The results in this study and our previous studies using an unmyelinated axonal model (Tai et al. 2005a, 2005b) indicate that the kinetics of ion channel gating play a major role in the conduction block induced by high-frequency biphasic stimulation. For example, the kinetics of the potassium channel are slow compared to the sodium channel. Therefore, opening and closing of the potassium channel cannot follow higher frequencies. Hence, it is constantly open as the frequency increases to the minimal blocking frequency of about 5 kHz (Fig. 4) (Tai et al. 2005a, 2005b), which results in a potassium current that opposes the sodium current induced by the arrival of the action potential and thereby elicits a conduction block (Fig. 4). This potassium channel mechanism causes the monotonic increase in block threshold as the stimulation frequency increases (Figs. 3–5) because a lower frequency can maintain a higher activation level of potassium channels (Tai et al. 2005a, 2005b). However, the blocking mechanisms identified in this simulation study still need to be confirmed by animal studies using patch-clamp techniques to examine the ion channel kinetics (Vasylyev and Waxman 2012).
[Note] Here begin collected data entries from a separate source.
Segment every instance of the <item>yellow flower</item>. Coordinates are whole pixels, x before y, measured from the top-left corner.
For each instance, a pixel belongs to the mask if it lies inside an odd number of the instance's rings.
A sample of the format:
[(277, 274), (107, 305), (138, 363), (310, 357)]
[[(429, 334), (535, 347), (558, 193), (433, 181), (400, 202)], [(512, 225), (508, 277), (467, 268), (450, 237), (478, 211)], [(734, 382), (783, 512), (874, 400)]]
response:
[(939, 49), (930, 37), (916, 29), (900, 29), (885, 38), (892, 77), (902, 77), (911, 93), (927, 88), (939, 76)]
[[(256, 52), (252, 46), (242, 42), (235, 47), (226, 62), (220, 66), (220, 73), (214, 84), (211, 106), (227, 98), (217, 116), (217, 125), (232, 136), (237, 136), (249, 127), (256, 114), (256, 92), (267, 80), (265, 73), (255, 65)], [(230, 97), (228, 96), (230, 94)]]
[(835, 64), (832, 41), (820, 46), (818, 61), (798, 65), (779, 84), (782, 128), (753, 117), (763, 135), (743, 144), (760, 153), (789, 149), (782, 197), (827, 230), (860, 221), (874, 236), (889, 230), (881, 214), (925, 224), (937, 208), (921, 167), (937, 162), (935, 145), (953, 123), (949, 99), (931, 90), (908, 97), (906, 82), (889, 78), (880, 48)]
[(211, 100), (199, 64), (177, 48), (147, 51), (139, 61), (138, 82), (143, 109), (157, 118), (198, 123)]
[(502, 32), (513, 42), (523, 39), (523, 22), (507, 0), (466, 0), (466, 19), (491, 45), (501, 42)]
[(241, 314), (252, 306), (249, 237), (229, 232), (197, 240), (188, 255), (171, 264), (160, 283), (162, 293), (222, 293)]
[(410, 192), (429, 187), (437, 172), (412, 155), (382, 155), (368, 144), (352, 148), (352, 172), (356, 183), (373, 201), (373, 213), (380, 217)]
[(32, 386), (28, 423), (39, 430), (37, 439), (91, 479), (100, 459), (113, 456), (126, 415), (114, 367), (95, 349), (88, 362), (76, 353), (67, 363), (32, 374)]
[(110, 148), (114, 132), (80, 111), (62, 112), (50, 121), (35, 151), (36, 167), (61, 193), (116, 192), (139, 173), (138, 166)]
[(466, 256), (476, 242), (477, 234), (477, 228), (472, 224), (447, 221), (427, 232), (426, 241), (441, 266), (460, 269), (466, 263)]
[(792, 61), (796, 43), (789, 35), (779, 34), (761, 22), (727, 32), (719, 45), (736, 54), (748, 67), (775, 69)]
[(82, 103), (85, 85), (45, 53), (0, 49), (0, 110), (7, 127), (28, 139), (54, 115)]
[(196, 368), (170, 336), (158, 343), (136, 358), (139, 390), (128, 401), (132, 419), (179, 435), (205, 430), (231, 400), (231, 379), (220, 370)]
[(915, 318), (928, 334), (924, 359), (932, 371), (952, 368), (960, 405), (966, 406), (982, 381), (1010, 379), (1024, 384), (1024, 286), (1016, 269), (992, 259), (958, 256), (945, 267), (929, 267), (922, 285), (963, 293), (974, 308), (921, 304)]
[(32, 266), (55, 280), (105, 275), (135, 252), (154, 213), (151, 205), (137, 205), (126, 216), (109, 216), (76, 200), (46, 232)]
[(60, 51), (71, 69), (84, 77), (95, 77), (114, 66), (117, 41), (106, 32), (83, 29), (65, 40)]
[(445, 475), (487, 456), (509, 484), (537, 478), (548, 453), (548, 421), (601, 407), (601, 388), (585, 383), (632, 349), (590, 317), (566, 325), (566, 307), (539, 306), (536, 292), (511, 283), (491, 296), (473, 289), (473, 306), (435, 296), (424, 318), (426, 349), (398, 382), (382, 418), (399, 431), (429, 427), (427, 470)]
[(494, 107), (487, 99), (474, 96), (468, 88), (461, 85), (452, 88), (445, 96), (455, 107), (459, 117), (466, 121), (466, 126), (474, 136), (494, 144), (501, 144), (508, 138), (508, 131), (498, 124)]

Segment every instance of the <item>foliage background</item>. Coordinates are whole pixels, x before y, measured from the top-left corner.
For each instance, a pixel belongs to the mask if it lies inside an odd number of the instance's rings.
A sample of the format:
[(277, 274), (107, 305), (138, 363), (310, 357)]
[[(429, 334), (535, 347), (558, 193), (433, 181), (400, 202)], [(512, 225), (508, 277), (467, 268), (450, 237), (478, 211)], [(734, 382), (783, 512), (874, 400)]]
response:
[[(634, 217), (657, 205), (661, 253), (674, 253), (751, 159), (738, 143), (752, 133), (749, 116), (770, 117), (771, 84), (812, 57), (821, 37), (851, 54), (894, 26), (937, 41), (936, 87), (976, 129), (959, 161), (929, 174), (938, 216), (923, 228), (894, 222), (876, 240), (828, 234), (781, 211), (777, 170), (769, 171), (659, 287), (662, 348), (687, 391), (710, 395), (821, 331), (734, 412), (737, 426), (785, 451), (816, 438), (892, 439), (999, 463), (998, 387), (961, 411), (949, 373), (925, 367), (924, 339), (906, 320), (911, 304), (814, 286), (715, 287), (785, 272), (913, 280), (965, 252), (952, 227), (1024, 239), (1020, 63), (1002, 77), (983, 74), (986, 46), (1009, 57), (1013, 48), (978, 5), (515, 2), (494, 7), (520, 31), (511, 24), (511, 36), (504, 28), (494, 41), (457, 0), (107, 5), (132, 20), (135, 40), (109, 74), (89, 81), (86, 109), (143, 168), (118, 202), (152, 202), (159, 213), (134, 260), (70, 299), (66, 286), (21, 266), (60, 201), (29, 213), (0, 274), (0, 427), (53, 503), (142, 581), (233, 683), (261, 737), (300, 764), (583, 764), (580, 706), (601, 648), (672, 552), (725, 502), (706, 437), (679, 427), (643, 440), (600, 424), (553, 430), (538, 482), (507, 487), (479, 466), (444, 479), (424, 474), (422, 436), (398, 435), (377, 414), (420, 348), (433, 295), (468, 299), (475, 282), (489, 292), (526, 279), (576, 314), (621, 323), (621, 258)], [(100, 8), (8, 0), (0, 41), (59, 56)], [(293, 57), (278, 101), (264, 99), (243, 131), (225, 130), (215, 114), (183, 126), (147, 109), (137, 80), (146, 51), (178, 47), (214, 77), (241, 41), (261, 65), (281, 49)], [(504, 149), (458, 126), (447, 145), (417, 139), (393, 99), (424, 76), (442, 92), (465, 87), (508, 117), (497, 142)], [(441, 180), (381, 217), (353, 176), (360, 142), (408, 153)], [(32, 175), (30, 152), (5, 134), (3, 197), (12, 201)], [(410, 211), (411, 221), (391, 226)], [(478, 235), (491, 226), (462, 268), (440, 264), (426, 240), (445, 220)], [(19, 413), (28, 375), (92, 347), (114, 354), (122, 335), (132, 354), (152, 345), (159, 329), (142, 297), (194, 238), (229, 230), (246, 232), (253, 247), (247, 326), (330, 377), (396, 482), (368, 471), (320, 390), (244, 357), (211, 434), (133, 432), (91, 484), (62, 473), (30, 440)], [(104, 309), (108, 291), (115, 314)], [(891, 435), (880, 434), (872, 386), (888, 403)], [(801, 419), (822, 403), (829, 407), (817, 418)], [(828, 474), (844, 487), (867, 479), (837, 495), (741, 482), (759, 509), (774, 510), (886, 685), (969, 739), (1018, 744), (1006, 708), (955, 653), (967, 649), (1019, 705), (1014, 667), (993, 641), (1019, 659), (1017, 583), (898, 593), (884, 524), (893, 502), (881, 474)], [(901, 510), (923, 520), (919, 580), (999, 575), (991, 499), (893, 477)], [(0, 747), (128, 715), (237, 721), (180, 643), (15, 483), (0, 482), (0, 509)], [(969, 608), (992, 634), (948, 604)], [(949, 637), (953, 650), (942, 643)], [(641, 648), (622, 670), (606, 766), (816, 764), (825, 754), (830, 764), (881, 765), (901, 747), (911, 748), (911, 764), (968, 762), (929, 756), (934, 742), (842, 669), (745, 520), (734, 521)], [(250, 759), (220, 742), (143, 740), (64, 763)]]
In addition, the responses of different subtypes of sodium and potassium channels to high-frequency biphasic stimulation also need to be investigated using patch-clamp techniques (Vasylyev and Waxman 2012) or by simulation studies using the kinetics of different subtypes of ion channels (Catterall 2012; Jan and Jan 2012; Waxman 2012).

It is worth noting that the block threshold calculated in this model study is much higher than the measurements from animal studies (Gaunt and Prochazka 2009; Joseph and Butera 2009, 2011). This is mainly due to the 1 mm distance between the block electrode and the axon (Fig. 1), while the electrode in animal studies is in close contact with the nerve. In addition, the extracellular medium resistivity (ρ_e=300 Ωcm) in this model study is probably higher than in animal studies, which can also cause a higher block threshold. Currently nerve conduction block by high-frequency biphasic stimulation has been shown both in small (<1 µm diameter) unmyelinated axons of rat vagus nerve (Wattaja et al. 2011) and in large (2–20 µm diameter) unmyelinated axons of Aplysia (Joseph and Butera 2009). Therefore, we chose an unmyelinated axon of 2 µm diameter as the representative in this study to investigate the effect of stimulation waveform asymmetry.

Nerve conduction block induced by high-frequency biphasic stimulation has many potential applications in both clinical medicine and basic neuroscience research (Camilleri et al. 2009; Gaunt and Prochazka 2009; Tai et al. 2004;Wattaja et al. 2011). The results about nerve block of umyelinated axons in this study are especially useful for clinical applications to block chronic pain (Cuellar et al. 2013; van Buyten et al. 2013). Understanding the mechanisms underlying this type of nerve block could improve the design of new stimulation waveforms (Roth 1994, 1995) and further promote clinical application (Leob 1989; Song et al. 2008). Simulation analysis using computer models provides a tool to reveal the possible blocking mechanisms and may help to design new animal experiments to further improve the nerve blocking method.